Sarah Oppenheimer’s Mind-Bending Artworks Alter Gallery Spaces And Our Experience Of Them
- Name
- Sara Hoppenheimer
- Words
- Devid Gualandris
New York-based artist Sarah Oppenheimer creates eye-catching minimal installations that explore the relationship between architecture, movement, and perception within the gallery space.
Centered on themes including the manipulation of thresholds and transition spaces, movement, and tactile engagement, Oppenheimer’s art aims to disorient spatial experience and perception of the room while physically transforming their surroundings. Showcased in major institutions around the globe, her work engages with the restructuring, heightening, or negating of boundaries between and within architectural spaces. In her site-specific installations, panels, windows, doors, and walls transform and reconfigure the rooms they inhabit, both physically and perceptually, as visitors move around or interact with them.
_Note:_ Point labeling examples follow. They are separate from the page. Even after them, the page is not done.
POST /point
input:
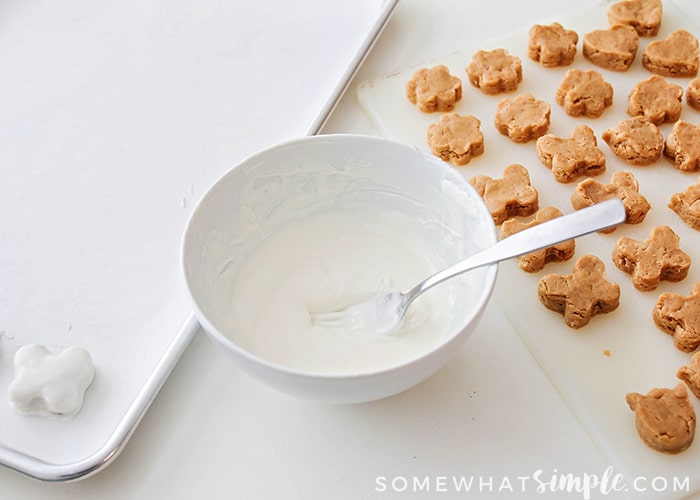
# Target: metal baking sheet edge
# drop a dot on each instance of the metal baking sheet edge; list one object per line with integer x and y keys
{"x": 52, "y": 472}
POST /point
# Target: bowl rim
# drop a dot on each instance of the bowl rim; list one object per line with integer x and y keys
{"x": 212, "y": 331}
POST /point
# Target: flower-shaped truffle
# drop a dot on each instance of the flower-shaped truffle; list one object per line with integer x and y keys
{"x": 675, "y": 56}
{"x": 552, "y": 45}
{"x": 643, "y": 15}
{"x": 687, "y": 205}
{"x": 613, "y": 48}
{"x": 50, "y": 385}
{"x": 434, "y": 89}
{"x": 495, "y": 71}
{"x": 572, "y": 157}
{"x": 622, "y": 185}
{"x": 522, "y": 118}
{"x": 683, "y": 146}
{"x": 679, "y": 316}
{"x": 657, "y": 99}
{"x": 584, "y": 93}
{"x": 456, "y": 138}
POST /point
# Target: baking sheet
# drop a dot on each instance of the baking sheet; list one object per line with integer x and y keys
{"x": 116, "y": 118}
{"x": 641, "y": 357}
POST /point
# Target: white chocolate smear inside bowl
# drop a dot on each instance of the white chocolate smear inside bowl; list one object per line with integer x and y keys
{"x": 318, "y": 237}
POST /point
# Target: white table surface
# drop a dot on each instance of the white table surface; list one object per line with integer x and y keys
{"x": 489, "y": 414}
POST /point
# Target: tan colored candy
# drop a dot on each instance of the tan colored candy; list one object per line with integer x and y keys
{"x": 581, "y": 295}
{"x": 510, "y": 196}
{"x": 665, "y": 418}
{"x": 622, "y": 185}
{"x": 522, "y": 118}
{"x": 612, "y": 49}
{"x": 643, "y": 15}
{"x": 495, "y": 71}
{"x": 573, "y": 157}
{"x": 657, "y": 99}
{"x": 655, "y": 259}
{"x": 584, "y": 93}
{"x": 687, "y": 205}
{"x": 692, "y": 94}
{"x": 552, "y": 45}
{"x": 683, "y": 146}
{"x": 679, "y": 316}
{"x": 636, "y": 140}
{"x": 675, "y": 56}
{"x": 434, "y": 89}
{"x": 535, "y": 261}
{"x": 456, "y": 138}
{"x": 690, "y": 374}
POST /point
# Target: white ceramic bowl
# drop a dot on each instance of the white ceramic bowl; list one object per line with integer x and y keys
{"x": 297, "y": 179}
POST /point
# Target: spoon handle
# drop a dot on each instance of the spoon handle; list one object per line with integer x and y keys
{"x": 587, "y": 220}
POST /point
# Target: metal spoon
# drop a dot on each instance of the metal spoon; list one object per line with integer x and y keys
{"x": 383, "y": 315}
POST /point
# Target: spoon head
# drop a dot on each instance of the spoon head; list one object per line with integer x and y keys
{"x": 381, "y": 315}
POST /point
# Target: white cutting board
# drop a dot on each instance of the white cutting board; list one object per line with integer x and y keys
{"x": 641, "y": 356}
{"x": 115, "y": 119}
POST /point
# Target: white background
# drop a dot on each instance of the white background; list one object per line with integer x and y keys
{"x": 490, "y": 413}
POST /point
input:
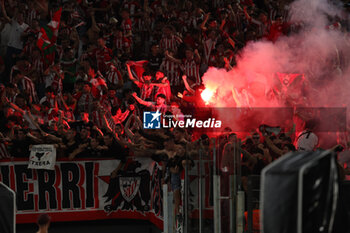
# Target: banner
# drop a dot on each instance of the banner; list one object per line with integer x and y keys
{"x": 7, "y": 210}
{"x": 42, "y": 157}
{"x": 83, "y": 190}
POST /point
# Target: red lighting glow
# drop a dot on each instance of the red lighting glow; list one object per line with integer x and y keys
{"x": 206, "y": 95}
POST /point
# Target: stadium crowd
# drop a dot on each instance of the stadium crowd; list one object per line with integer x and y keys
{"x": 115, "y": 59}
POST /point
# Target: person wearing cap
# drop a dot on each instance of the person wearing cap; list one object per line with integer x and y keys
{"x": 43, "y": 223}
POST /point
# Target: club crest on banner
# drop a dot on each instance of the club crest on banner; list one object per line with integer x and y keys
{"x": 129, "y": 186}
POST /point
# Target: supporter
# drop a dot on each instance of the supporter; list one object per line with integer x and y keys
{"x": 85, "y": 103}
{"x": 43, "y": 223}
{"x": 158, "y": 106}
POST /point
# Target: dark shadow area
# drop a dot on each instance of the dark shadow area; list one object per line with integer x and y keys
{"x": 105, "y": 226}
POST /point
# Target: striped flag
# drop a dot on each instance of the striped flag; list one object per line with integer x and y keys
{"x": 47, "y": 37}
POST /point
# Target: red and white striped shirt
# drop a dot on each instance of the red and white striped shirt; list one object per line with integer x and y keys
{"x": 126, "y": 26}
{"x": 147, "y": 91}
{"x": 28, "y": 87}
{"x": 171, "y": 70}
{"x": 32, "y": 15}
{"x": 38, "y": 65}
{"x": 191, "y": 69}
{"x": 54, "y": 81}
{"x": 132, "y": 6}
{"x": 122, "y": 43}
{"x": 209, "y": 46}
{"x": 84, "y": 102}
{"x": 114, "y": 76}
{"x": 97, "y": 119}
{"x": 4, "y": 154}
{"x": 103, "y": 57}
{"x": 170, "y": 43}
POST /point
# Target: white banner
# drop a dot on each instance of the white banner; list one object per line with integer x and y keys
{"x": 42, "y": 157}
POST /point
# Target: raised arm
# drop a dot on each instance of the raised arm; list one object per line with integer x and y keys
{"x": 146, "y": 103}
{"x": 8, "y": 19}
{"x": 171, "y": 58}
{"x": 205, "y": 20}
{"x": 187, "y": 86}
{"x": 127, "y": 128}
{"x": 197, "y": 57}
{"x": 131, "y": 77}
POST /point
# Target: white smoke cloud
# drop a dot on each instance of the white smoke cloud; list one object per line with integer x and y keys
{"x": 320, "y": 53}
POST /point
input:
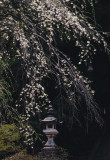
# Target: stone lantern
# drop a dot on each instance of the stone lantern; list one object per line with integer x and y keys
{"x": 50, "y": 131}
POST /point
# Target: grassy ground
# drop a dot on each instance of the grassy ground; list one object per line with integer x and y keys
{"x": 23, "y": 155}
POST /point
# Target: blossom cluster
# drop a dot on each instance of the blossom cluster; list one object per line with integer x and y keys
{"x": 32, "y": 26}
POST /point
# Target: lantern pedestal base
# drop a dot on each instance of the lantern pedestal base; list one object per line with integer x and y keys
{"x": 48, "y": 153}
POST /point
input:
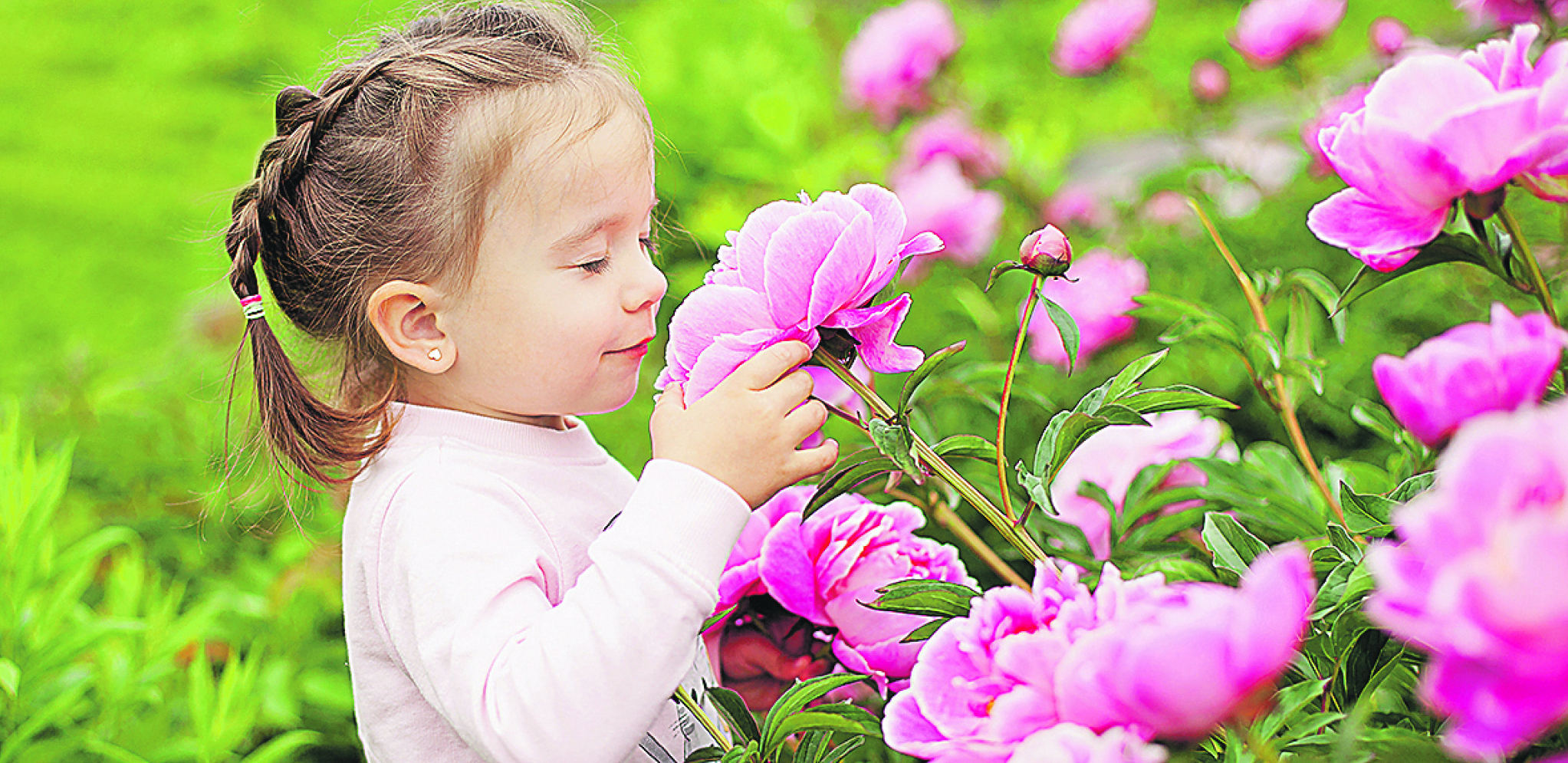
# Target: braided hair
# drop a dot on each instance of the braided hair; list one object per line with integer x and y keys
{"x": 383, "y": 176}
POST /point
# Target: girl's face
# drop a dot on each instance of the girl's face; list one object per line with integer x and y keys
{"x": 564, "y": 298}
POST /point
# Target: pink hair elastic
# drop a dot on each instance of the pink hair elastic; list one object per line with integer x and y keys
{"x": 251, "y": 306}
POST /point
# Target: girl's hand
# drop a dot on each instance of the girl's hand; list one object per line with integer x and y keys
{"x": 747, "y": 431}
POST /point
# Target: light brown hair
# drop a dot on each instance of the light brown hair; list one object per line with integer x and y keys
{"x": 383, "y": 174}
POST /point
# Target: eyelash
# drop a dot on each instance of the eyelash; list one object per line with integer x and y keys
{"x": 603, "y": 264}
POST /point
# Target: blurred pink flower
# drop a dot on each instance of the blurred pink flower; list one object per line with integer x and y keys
{"x": 1071, "y": 743}
{"x": 1269, "y": 30}
{"x": 1507, "y": 13}
{"x": 1388, "y": 35}
{"x": 823, "y": 567}
{"x": 1470, "y": 370}
{"x": 1209, "y": 81}
{"x": 951, "y": 135}
{"x": 1098, "y": 31}
{"x": 1076, "y": 206}
{"x": 1479, "y": 580}
{"x": 1098, "y": 301}
{"x": 1353, "y": 99}
{"x": 1233, "y": 644}
{"x": 1435, "y": 129}
{"x": 1113, "y": 456}
{"x": 894, "y": 54}
{"x": 1047, "y": 249}
{"x": 792, "y": 270}
{"x": 942, "y": 201}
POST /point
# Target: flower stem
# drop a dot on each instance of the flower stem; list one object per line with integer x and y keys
{"x": 697, "y": 710}
{"x": 1283, "y": 405}
{"x": 949, "y": 475}
{"x": 1007, "y": 393}
{"x": 1543, "y": 294}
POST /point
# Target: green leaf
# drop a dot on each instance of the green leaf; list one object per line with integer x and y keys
{"x": 735, "y": 712}
{"x": 927, "y": 367}
{"x": 966, "y": 447}
{"x": 930, "y": 597}
{"x": 1067, "y": 326}
{"x": 709, "y": 754}
{"x": 1176, "y": 396}
{"x": 10, "y": 676}
{"x": 846, "y": 480}
{"x": 897, "y": 444}
{"x": 1366, "y": 515}
{"x": 1128, "y": 380}
{"x": 830, "y": 718}
{"x": 717, "y": 620}
{"x": 1233, "y": 546}
{"x": 1441, "y": 249}
{"x": 797, "y": 698}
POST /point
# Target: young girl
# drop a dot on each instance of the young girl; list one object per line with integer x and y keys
{"x": 465, "y": 212}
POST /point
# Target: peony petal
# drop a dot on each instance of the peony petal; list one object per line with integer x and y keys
{"x": 876, "y": 328}
{"x": 1382, "y": 237}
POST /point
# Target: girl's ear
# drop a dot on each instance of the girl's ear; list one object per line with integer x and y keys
{"x": 408, "y": 323}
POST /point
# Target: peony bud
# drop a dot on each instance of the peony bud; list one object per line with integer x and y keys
{"x": 1209, "y": 81}
{"x": 1047, "y": 249}
{"x": 1388, "y": 35}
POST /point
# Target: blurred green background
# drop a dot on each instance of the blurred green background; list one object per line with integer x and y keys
{"x": 126, "y": 127}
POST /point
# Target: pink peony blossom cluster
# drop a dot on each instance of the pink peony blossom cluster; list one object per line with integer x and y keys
{"x": 1113, "y": 456}
{"x": 794, "y": 270}
{"x": 1435, "y": 129}
{"x": 1271, "y": 30}
{"x": 1507, "y": 13}
{"x": 1479, "y": 580}
{"x": 1024, "y": 671}
{"x": 894, "y": 54}
{"x": 823, "y": 569}
{"x": 1098, "y": 31}
{"x": 1098, "y": 300}
{"x": 1471, "y": 370}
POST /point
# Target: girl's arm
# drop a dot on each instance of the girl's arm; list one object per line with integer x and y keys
{"x": 465, "y": 572}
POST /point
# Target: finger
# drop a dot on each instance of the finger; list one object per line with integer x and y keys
{"x": 804, "y": 420}
{"x": 813, "y": 461}
{"x": 761, "y": 370}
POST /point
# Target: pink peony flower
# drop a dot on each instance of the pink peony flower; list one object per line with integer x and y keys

Oppenheimer has made the investigations of human interaction with architecture the core of her art. Modulating the flow of light and people, and connecting and dividing architecture, her thresholds and transition spaces produce complex perceptual illusions, which are further enhanced by the use of glass and its reflections. Often consisting of architectural elements with hidden mechanical components that visitors unconsciously activate to rotate, manipulate, and alter the architecture of adjoining spaces, the artist’s works propose an understanding of architecture as a controllable environment rather than a durable construction. Making physical contact a fundamental element of the artwork, Oppenheim also transgresses tactile restrictions that are often imposed by cultural institutions, empowering visitors to touch and experience the art first-hand.